Everyone’s bottom in addiction is different. When I was using I certainly felt invincible. Or maybe it’s because I felt like I didn’t have anything left to lose. I had given up, the high was the only thing left that I was seeking. I had no idea the dangers of what I was doing. I had no idea how close to death I had probably become. Strangely, revolving my day around getting inhalants, sacrificing jobs, relationships, my ethics, being in car accident after car accident, and ending up on a television show focused on my addiction still did not convince me I was at my bottom. I still had more fight and I’m sure had I not surrendered, that fight would have led me towards and into death.
I work in the field of addiction now and I hear every one of my clients’ stories. The extremes are different. Some people end up in treatment because their family demanded it and the client feels they haven’t bottomed out yet, that they have it under control. Some have nowhere else to go, they’re living on the street and selling themselves and stealing to maintain their habit. And some are petrified of their addiction, they’ve died before, or have mental impairments from seizures from their use. I hear a lot: “My life isn’t that bad, I haven’t lost all my money, I’m not homeless, I still have a job, there’s no way I’ve bottomed out.”

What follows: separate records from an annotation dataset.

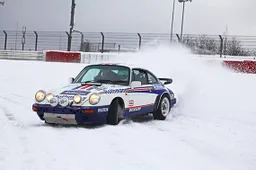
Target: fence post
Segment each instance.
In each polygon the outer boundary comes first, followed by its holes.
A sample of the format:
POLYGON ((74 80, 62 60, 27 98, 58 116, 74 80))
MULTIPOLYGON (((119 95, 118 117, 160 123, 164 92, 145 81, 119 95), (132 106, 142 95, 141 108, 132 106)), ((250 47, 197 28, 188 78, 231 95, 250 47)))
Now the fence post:
POLYGON ((37 34, 37 32, 36 32, 36 31, 34 31, 34 33, 36 34, 35 51, 37 51, 38 34, 37 34))
POLYGON ((177 38, 178 38, 178 41, 180 42, 180 36, 179 36, 179 34, 176 34, 176 36, 177 36, 177 38))
POLYGON ((222 58, 223 55, 223 38, 221 35, 219 35, 220 37, 220 58, 222 58))
POLYGON ((103 51, 104 51, 104 43, 105 43, 105 36, 104 36, 103 32, 101 32, 100 34, 102 36, 101 53, 103 53, 103 51))
POLYGON ((4 50, 7 48, 7 33, 4 31, 4 50))
POLYGON ((22 28, 22 39, 21 39, 22 51, 24 50, 25 43, 26 43, 26 31, 27 31, 27 28, 23 27, 22 28))
POLYGON ((67 51, 70 51, 70 49, 71 49, 71 43, 69 42, 69 33, 66 31, 66 34, 67 34, 67 36, 68 36, 68 47, 67 47, 67 51))
POLYGON ((140 50, 140 48, 141 48, 141 35, 140 35, 140 33, 138 33, 138 36, 139 36, 139 50, 140 50))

Here is where I feel the term “bottomed out” can get misconstrued in our heads. We want to believe that we’re ok, that we couldn’t possibly be going through this, that we couldn’t be an addict or an alcoholic. But that’s where I think we are wrong. Although I still had a beautiful apartment, a family that loved me, and someone paying my bills, I was morally and spiritually bankrupt. I couldn’t see it, but I was no longer the Allison to be proud of, I no longer followed the path I believed in. I look at the person I am today and I realize that I did bottom out. I let myself down. Those physical items, those jobs, that apartment near the beach, the money, none of that compares to the person I’ve become without being active in my addiction, compared to that empty shell of a person I was, the pain I felt, the phone calls of tears, and the wishing for death that I was in the midst of my addiction. I no longer cause the people in my life pain, I maintain a job of integrity, but most importantly, I respect myself and I can look in the mirror and not see self-loathing, disappointment, and regret. I abused inhalants for a total of 18 months of my life, but it grabbed on to the pain I was feeling and attempted to fill a void, which took me on a fast track to bottoming out. And I am so grateful that I was fortunate enough to wake up and surrender, and finally realize that enough is enough. Everyone’s level of bottoming out is different. But the results in recovery are all the same. We become a greater version of the selves we all remember loving before addiction took hold of us. And it is absolutely worth it.